A engenhosidade de dois cearenses pode ajudar a Fifa no seu anseio de diminuir a perda de tempo no futebol. Um equipamento criado em Fortaleza propõe que a bola suba à altura das mãos do jogador que irá bater o lateral.

O novo sistema, chamado até aqui de self ball, funciona com um leve toque na base para que a bola suba até 1,5 metros. A ideia é próxima dos pequenos cestos de lixo em que a pessoa não precisa abaixar para levantar a tampa por exemplo.

Self ball desenvolvido para agilizar o jogo - Arquivo pessoal

Self ball, de fibra de carbono, desenvolvido para agilizar o jogo – Arquivo pessoal

Wladimir Lopes e Jackson Sampaio são os autores do projeto. O primeiro, policial militar na capital cearense, procurou o amigo já com uma ideia em mente. Sem saber desenhar a peça tampouco com a técnica para colocar o projeto de pé, Sampaio foi o apoio que faltava.

“A ideia surgiu de assistir aos jogos do Cearense e o jogador chegar para pegar a bola naquele pote e chutar o pote, não se abaixar para pegar… Perder tempo ali e depois levantar a bola com o pé. Percebi que tinha algo para desenvolver”, disse Lopes.

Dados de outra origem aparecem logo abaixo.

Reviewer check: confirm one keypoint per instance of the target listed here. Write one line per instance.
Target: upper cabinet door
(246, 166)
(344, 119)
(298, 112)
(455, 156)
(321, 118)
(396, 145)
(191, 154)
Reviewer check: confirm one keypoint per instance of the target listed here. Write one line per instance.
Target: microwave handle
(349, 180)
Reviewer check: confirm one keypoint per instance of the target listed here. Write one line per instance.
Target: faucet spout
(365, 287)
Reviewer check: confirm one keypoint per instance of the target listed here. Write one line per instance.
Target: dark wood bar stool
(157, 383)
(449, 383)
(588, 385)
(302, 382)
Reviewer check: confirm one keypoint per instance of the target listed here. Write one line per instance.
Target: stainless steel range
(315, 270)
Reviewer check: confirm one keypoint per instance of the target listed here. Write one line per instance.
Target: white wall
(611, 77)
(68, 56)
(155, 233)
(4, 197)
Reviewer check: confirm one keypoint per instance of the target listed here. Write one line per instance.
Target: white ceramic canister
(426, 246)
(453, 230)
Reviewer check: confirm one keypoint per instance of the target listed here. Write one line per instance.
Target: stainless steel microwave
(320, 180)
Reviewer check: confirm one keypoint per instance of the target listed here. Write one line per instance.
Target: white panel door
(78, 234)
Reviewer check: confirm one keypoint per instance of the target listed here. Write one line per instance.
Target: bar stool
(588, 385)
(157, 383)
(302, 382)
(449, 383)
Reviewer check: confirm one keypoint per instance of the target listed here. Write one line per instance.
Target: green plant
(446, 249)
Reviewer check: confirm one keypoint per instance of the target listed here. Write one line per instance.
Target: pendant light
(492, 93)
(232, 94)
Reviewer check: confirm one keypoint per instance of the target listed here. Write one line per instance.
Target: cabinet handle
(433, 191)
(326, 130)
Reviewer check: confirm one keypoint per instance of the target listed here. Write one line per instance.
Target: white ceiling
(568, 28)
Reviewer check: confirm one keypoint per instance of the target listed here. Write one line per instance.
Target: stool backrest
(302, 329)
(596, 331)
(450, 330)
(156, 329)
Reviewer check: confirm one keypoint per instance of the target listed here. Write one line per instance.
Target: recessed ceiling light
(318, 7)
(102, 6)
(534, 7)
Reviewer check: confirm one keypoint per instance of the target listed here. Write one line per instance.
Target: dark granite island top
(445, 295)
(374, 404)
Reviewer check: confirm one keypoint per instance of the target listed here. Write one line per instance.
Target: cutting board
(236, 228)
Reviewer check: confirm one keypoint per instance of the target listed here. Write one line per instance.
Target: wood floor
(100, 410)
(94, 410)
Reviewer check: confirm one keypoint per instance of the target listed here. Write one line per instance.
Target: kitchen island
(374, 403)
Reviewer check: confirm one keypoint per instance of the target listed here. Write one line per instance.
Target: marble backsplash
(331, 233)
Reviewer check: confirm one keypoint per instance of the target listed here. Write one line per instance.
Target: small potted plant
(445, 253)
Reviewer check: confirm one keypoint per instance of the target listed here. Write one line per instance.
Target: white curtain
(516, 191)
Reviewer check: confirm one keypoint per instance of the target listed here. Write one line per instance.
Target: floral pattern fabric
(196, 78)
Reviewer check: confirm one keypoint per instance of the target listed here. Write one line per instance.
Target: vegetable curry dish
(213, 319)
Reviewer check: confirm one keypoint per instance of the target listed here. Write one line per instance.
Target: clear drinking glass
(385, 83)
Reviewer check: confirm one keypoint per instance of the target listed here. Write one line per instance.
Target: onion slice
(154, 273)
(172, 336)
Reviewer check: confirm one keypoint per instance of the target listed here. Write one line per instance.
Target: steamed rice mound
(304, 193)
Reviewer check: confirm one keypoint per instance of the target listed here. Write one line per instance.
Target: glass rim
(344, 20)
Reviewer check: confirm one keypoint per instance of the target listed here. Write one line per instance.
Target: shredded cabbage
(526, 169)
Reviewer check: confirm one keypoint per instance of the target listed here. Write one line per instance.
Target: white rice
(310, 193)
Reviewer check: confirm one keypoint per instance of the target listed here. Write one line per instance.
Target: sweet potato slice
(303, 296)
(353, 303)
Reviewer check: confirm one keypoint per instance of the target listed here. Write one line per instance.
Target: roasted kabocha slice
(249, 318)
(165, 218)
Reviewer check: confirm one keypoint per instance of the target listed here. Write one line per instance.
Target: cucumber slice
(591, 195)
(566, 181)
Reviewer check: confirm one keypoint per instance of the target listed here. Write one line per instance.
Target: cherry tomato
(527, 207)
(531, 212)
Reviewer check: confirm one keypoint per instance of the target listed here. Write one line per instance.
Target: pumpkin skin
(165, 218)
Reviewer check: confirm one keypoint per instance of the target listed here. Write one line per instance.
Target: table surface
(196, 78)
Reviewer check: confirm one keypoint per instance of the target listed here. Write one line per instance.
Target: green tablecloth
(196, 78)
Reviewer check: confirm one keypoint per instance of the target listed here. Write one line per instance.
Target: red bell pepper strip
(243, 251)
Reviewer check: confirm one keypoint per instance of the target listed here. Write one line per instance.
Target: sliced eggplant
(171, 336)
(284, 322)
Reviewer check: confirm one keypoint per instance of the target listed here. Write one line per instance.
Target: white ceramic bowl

A International Board, responsável pelas regras do futebol, anunciou no último sábado mudanças importantes para acelerar o jogo. Entre essas, o arremesso lateral não pode demorar mais que cinco segundos ou será marcada reversão.

“Nem acompanho futebol. Trabalho fazendo esculturas com sucata de ferro até que chegou essa ideia e fomos aperfeiçoando de setembro para cá”, completou Sampaio.

O protótipo foi feito ainda em ferro, com coroa de bicicleta, amortecedor de carro e mola, capa de rolamento e outros materiais recolhidos pelas ruas e montado em uma pequena oficina. O espaço agora anda cercado de self ball e esculturas.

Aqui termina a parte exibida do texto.